Jake Appleman, fresh from his "Brooklyn Bounce" book tour, takes another look at the team whose first year in the borough he chronicled. It's a more interesting team and a more interesting story than the first year when as he notes the locker room "was an overpriced collection of relatively anonymous personalities."
Now you have Kevin Garnett and Paul Pierce, who spread wisdom, and Andray Blatche, whose second year highlight was his announcement that he wanted to be called "Young Seymour," because he wants you to "see more" of him.
But in conversations with Nets officials, Appleman finds that the Nets are still "saying Hello (Brooklyn)" as the Nets marketing director admits. And that leads to a reinforcement of the theme that has given the Nets a little touch of the "endlessly romanticized borough."
Brooklyn is still the chant. Brooklyn is still the buzz word, still the brand. When the home team obtains possession at Barclays Center, it is noted emphatically that it is "Brooklyn’s ball!" Brooklyn is told to stand up before the fourth quarter. Brooklyn is asked where it is at during timeouts.

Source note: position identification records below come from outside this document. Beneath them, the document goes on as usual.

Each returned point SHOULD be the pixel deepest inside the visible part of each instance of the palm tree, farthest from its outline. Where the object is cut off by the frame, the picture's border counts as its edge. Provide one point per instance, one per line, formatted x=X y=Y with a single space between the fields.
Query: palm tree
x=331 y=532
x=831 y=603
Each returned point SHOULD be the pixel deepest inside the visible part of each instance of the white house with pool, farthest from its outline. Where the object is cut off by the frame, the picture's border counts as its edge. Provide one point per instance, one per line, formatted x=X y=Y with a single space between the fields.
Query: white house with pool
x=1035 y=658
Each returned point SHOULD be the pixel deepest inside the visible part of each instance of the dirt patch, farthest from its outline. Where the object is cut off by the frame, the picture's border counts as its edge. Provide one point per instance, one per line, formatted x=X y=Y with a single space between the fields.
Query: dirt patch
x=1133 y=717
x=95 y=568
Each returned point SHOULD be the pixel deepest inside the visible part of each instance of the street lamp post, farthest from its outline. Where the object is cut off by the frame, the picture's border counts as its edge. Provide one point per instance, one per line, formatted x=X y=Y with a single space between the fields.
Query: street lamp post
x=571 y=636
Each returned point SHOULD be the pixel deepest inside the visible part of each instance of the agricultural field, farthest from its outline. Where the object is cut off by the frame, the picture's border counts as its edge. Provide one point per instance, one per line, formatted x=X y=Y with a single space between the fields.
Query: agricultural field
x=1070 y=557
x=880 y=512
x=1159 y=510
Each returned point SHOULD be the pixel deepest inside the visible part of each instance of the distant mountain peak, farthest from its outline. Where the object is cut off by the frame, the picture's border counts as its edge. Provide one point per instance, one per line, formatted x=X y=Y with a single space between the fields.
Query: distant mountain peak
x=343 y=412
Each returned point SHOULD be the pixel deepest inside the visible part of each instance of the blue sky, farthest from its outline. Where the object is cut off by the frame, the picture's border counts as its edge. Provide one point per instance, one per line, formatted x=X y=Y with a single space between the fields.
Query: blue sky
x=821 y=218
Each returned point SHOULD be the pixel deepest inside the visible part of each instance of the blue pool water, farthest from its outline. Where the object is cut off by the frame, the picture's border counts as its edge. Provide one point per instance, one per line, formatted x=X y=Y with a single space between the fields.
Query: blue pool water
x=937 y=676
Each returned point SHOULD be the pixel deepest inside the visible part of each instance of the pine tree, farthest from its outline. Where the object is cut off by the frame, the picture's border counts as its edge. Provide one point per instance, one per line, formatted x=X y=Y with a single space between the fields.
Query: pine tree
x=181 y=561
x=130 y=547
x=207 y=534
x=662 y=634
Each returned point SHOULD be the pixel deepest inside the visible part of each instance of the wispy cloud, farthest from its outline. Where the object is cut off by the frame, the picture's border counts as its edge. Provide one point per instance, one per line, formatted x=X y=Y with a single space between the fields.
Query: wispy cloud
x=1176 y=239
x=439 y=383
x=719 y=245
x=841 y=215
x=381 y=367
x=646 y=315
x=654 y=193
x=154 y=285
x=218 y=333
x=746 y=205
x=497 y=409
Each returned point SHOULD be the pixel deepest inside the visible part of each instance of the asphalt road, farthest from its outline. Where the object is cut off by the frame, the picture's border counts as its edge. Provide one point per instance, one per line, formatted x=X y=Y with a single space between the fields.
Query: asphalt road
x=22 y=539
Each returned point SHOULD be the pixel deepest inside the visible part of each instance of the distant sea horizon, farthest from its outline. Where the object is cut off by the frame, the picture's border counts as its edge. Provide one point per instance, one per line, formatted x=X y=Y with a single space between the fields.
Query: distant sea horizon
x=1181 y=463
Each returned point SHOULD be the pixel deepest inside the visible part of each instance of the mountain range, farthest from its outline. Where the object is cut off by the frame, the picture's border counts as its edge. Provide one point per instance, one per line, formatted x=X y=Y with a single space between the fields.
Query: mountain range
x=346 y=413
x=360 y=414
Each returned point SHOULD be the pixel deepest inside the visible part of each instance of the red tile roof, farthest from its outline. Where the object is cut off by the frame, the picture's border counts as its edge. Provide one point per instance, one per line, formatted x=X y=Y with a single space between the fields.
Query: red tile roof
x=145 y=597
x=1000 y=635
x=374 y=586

But ultimately, he asks, is that the smart thing? Hasn't the team's success on the court, at least in 2014 --and its personalities-- made it possible to associate the product with roster rather than the location of its arena?
Meanwhile, another ESPN writer, Bradford Doolittle, basically writes an obit on the Nets chances, stating...
This is as good as it's going to get for the Nets. They are the third-oldest team in the league, and the most expensive. All trends point downward from here, and the decline could turn into collapse if Lopez doesn't come back healthy next season.